Technical information
- Licensing authority: FCC
- Facility ID: 171604
- Class: A
- ERP: 1,000 watts
- HAAT: 183 meters (600 ft)
- Transmitter coordinates: 40°47′32″N 76°23′6″W﻿ / ﻿40.79222°N 76.38500°W

Links
- Public license information: Public file; LMS;
- Website: www.wfbmradio.com

= WFBA =

WFBA (90.5 FM) is an American non-commercial educational radio station licensed to serve the community of Kulpmont, Pennsylvania and the larger surrounding communities of Shamokin and Frackville. The station's broadcast license is held by Beaver Springs Faith Baptist Church, Inc.

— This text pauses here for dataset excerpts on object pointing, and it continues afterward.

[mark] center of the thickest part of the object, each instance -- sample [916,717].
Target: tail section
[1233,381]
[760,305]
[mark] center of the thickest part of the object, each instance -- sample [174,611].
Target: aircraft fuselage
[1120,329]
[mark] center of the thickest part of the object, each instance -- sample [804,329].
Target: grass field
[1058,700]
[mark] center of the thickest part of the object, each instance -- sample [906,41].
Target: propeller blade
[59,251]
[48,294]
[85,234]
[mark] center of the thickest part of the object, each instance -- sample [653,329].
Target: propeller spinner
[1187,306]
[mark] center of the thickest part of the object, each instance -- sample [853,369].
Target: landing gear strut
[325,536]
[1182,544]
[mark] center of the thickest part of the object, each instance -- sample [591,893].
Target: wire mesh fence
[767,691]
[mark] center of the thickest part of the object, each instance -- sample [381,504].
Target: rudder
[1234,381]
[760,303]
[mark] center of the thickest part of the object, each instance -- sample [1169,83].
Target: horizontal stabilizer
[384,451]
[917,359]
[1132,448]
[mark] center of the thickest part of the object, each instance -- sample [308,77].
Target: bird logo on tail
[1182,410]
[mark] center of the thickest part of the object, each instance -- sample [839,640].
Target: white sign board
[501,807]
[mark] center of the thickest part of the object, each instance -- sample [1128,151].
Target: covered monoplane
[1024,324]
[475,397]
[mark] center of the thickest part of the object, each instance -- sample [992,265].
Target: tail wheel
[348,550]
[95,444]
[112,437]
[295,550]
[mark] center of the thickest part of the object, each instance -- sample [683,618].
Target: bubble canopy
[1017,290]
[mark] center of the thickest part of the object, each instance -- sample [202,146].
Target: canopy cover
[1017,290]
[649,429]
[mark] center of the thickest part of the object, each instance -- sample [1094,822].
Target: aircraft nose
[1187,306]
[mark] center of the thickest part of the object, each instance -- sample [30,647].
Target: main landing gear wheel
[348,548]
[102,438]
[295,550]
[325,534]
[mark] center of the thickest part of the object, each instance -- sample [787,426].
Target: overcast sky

WFBA broadcasts a Southern Gospel music format. It is part of a simulcast with 90.5 WFBM of Beaver Springs and 90.1 WFBV of Selinsgrove.

==History==
WFBA 90.5 FM first applied to the U.S. Federal Communications Commission (FCC) for a construction permit in 2009 and it was granted in 2010 to the Apostolic Faith Network, Inc. On August 9, 2013 it was transferred to Beaver Springs Faith Baptist Church, Inc. WFBA was officially assigned its call sign on July 13, 2011.